Die Zahlen belegen das, was vielerorts in den vergangenen Monaten auch in Sachsen-Anhalt zu sehen war. Die Bewegung der sogenannten Coronaleugner sind ein wichtiges Mobilisierungsfeld für die extreme Rechte, ihre Akteure vernetzen lokale Initiativen und sie befördern die massive Radikalisierung dieser Szene. Das zeigt sich an einer ungeheuer großen Zahl entsprechender Demonstrationen, es zeigt sich an einer gestiegenen Zahl von politisch motivierten Straftaten mit Tatort Internet, es zeigt sich auch an einer Zunahme rechter Gewalttaten und insbesondere antisemitischer Straftaten.
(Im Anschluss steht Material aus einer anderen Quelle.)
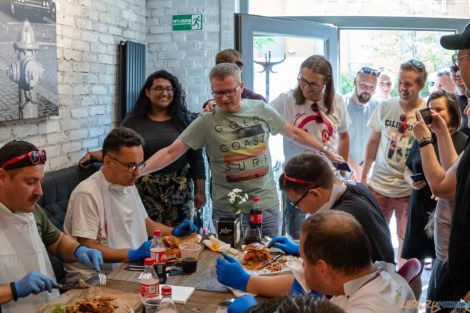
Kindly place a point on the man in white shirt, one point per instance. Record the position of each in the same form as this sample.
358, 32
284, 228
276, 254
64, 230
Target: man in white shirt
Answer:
360, 105
390, 144
105, 211
347, 273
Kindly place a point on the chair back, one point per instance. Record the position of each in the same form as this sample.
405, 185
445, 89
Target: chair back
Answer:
410, 270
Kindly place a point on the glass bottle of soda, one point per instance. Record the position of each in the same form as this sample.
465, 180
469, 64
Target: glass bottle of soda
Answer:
149, 284
253, 232
158, 253
166, 305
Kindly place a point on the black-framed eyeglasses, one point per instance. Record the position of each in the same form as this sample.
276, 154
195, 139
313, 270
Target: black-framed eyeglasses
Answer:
34, 158
418, 64
131, 166
303, 82
404, 124
161, 89
227, 93
368, 70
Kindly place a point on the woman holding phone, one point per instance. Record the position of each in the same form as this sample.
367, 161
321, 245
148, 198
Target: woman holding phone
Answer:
417, 244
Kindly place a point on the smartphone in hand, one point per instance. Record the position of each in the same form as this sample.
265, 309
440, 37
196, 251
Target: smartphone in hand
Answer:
426, 114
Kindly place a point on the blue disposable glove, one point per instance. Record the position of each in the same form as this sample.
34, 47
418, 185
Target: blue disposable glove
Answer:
90, 257
231, 273
35, 283
186, 228
285, 245
141, 253
297, 289
242, 304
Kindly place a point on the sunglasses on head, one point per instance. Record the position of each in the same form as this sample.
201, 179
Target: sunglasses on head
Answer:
34, 157
403, 125
368, 70
419, 65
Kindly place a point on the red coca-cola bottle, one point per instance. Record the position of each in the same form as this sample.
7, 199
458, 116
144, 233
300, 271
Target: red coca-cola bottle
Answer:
158, 253
253, 232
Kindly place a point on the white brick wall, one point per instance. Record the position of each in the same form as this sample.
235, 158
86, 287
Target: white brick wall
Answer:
88, 32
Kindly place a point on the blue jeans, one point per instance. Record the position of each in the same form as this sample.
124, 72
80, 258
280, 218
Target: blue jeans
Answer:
294, 219
271, 220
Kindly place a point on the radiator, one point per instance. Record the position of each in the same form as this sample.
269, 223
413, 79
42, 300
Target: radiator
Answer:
131, 75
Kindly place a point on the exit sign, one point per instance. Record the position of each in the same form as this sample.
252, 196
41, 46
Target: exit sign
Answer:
187, 22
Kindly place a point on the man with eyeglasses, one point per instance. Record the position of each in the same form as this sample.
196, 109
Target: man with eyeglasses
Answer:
461, 96
452, 181
105, 211
27, 235
360, 105
235, 136
314, 107
390, 143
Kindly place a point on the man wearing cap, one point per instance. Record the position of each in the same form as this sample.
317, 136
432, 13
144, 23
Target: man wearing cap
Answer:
451, 181
105, 211
26, 234
390, 143
360, 105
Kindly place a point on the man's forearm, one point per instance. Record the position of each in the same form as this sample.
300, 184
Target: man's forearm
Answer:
5, 294
270, 285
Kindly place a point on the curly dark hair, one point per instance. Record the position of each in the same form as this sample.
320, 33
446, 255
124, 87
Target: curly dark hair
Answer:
177, 109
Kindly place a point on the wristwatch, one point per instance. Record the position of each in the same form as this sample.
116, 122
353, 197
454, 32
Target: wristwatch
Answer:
424, 142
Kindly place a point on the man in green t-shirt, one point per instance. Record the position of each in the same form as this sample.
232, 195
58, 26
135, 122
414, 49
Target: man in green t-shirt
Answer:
235, 136
27, 234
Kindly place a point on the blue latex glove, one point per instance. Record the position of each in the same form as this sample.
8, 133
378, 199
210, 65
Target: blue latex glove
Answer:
285, 245
231, 273
297, 289
35, 283
242, 304
90, 257
141, 253
186, 228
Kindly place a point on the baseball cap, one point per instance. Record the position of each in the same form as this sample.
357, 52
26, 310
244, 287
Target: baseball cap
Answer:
15, 149
457, 41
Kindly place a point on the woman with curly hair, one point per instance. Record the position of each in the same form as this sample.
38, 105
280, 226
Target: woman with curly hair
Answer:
159, 116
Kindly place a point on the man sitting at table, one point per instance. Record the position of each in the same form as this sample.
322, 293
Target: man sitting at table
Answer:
337, 262
26, 234
105, 211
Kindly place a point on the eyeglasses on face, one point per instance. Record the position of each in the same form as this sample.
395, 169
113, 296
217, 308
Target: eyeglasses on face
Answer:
404, 124
131, 166
419, 65
303, 82
227, 93
34, 158
161, 89
456, 59
454, 69
368, 70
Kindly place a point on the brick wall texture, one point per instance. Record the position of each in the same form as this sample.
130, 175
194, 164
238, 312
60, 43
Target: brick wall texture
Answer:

Mittlerweile sind 70 Prozent aller politisch motivierten Straftaten rechts motiviert. Die Zahl der Gewalttaten ist gestiegen, ebenso gibt es eine deutliche Zunahme antisemitischer Straftaten. Diese Zahlen gehören zusammen. Der Hass im Netz und auf den Straßen bestätigt rechte Gewalttäter, liefert ihnen Ansporn und Legitimation, befördert Gewalt. Auch deshalb ist die Idee zurückgezogen radikalisierter Einzeltäter grundfalsch.
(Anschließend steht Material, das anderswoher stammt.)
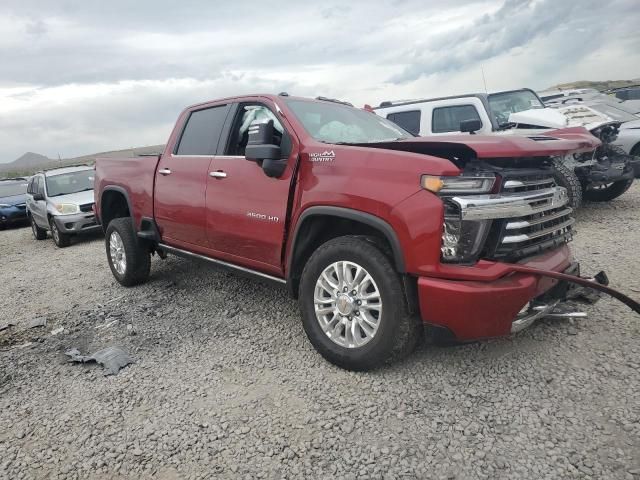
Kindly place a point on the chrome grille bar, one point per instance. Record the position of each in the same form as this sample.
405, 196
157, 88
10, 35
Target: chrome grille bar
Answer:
523, 237
515, 225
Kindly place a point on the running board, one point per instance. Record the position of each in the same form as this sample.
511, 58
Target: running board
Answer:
184, 253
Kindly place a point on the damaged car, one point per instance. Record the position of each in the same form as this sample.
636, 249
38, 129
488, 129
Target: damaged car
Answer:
599, 175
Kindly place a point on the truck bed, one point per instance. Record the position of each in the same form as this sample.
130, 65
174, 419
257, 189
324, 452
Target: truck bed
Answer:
133, 175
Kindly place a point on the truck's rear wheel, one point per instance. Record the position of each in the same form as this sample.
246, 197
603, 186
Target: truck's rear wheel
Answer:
353, 305
608, 191
130, 262
566, 177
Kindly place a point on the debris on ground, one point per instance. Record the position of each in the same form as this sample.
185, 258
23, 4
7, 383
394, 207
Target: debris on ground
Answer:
38, 322
5, 325
111, 358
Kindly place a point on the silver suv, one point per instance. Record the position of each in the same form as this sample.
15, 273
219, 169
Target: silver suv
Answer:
61, 200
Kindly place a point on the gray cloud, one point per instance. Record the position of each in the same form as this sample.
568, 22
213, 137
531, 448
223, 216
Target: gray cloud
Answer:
84, 76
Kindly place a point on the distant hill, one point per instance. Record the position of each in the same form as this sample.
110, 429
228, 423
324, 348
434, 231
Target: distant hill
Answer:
30, 162
602, 85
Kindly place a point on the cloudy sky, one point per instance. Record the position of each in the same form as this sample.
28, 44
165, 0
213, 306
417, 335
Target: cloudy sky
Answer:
82, 76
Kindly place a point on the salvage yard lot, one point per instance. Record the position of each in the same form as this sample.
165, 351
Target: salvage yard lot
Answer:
225, 383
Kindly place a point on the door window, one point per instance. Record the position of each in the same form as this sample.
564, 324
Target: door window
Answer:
410, 120
202, 131
448, 119
255, 113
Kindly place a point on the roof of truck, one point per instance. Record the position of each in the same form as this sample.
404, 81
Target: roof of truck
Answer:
67, 169
481, 96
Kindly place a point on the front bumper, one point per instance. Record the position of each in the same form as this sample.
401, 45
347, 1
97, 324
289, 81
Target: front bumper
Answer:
77, 223
12, 215
476, 309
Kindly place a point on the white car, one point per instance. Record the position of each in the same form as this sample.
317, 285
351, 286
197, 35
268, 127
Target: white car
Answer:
626, 111
599, 177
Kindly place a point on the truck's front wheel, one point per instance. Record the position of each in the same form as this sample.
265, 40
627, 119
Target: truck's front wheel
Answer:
353, 305
130, 262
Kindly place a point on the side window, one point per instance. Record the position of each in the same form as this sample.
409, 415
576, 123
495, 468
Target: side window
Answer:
447, 119
255, 113
410, 120
202, 131
40, 185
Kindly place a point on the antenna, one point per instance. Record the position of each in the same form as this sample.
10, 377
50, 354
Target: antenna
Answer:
484, 80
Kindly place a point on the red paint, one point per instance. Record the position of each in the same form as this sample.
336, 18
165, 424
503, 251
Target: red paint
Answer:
212, 216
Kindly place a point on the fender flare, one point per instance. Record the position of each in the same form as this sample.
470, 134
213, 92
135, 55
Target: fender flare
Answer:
114, 188
355, 215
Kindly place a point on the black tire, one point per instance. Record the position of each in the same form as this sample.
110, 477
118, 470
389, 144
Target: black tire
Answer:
38, 233
607, 192
61, 240
398, 330
567, 178
137, 257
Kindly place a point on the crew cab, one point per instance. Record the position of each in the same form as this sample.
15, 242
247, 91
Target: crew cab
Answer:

Die Zahlen dürfen deswegen nicht nur alarmieren - sie müssen umso mehr zu der Frage führen, wie Polizei und Justiz mit diesen Straftaten umgehen, welche Bedürfnisse die Betroffenen haben und wie ihnen entsprochen wird.

Hier gibt es dringenden Handlungsbedarf. Viel zu oft dauern Verfahren sehr lange. Viel zu oft werden politische Motivationen, insbesondere rassistische und antisemitische, nicht umfassend ausermittelt und juristisch gewürdigt. Viel zu oft werden Verfahren eingestellt, weil beim Tatort Internet kein Verdächtiger ermittelt werden konnte. Viel zu oft müssen Betroffene um Anerkennung als solche kämpfen. Das alles ist seit langem bekannt – ohne dass das Justizministerium einen Weg gezeigt hätte, wie die Arbeit der Staatsanwaltschaften verbessert werden kann, wie sie entsprechend der Anforderungen bedarfsgerecht ausgestattet werden und wie die seit Jahren existierende, aber ungenügend umgesetzte, Richtlinie zum Umgang mit politisch motivierten Straftaten endlich greifen könnte.
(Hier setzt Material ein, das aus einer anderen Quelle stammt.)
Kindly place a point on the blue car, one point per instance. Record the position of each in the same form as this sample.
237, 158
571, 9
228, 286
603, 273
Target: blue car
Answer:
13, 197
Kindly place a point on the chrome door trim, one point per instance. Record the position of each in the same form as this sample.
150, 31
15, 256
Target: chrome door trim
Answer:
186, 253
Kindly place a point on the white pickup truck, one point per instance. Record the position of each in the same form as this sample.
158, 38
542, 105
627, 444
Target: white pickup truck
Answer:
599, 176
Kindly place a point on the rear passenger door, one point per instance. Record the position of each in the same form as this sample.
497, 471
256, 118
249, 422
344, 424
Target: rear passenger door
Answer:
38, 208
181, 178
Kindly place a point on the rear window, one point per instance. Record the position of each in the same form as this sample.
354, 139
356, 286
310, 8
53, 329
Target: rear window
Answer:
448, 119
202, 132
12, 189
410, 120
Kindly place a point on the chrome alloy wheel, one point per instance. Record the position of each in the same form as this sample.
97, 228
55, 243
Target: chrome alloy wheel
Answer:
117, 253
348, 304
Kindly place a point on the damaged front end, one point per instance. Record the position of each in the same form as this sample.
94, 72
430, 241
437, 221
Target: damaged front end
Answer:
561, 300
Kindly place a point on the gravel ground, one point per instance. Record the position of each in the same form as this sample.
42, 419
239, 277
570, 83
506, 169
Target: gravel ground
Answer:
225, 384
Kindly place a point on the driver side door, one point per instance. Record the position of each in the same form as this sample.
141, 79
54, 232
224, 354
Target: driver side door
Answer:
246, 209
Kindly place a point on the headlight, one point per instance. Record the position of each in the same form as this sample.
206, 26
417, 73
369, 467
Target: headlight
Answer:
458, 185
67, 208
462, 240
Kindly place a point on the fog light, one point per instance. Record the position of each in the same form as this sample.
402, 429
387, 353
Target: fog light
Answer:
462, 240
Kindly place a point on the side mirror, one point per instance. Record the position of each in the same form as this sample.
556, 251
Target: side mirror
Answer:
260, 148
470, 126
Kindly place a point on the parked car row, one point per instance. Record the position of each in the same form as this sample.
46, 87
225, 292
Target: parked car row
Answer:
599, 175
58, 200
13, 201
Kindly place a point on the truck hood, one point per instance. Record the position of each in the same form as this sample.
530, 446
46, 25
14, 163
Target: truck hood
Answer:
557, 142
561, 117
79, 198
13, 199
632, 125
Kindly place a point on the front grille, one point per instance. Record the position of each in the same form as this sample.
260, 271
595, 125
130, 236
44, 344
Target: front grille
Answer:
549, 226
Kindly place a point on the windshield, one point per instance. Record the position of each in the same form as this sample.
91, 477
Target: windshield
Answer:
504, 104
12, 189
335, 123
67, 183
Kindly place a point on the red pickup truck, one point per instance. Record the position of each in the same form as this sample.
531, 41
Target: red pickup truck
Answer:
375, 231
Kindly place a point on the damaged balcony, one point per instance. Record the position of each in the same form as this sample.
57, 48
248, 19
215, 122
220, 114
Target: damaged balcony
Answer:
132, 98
Erneut belegt ist auch der dringende Handlungsbedarf im Umgang von Versammlungsbehörden und Polizei im Umgang mit sog. Coronaleugnerdemos. Immer wieder werden hier Auflagen nicht umgesetzt, ohne dass dies irgendwelche Konsequenzen hätte. Immer wieder werden Menschen, die beobachten und dokumentieren, angegriffen. Immer wieder erfahren diese aufs Engste mit der rechten Szene verwobenen Demos und ihre Akteure Ermächtigung durch das Agieren der zuständigen Behörden. Auch hier besteht dringender Handlungsbedarf, den die Landesregierung vernachlässigt und stattdessen höchst bedenkliche Vorschläge zur allgemeinen Einschränkung des Versammlungsrechtes präsentierte. Zudem spielt die Frage der Ausstattung, Qualifizierung und Zahl der eingesetzten Polizeibeamten im Bereich der Internetkriminalität eine noch größere Rolle. Die Erfahrung zeigt, dass die Reviere und Inspektionen ungenügend ausgestattet sind und für diese Aufgaben nicht gut gewappnet.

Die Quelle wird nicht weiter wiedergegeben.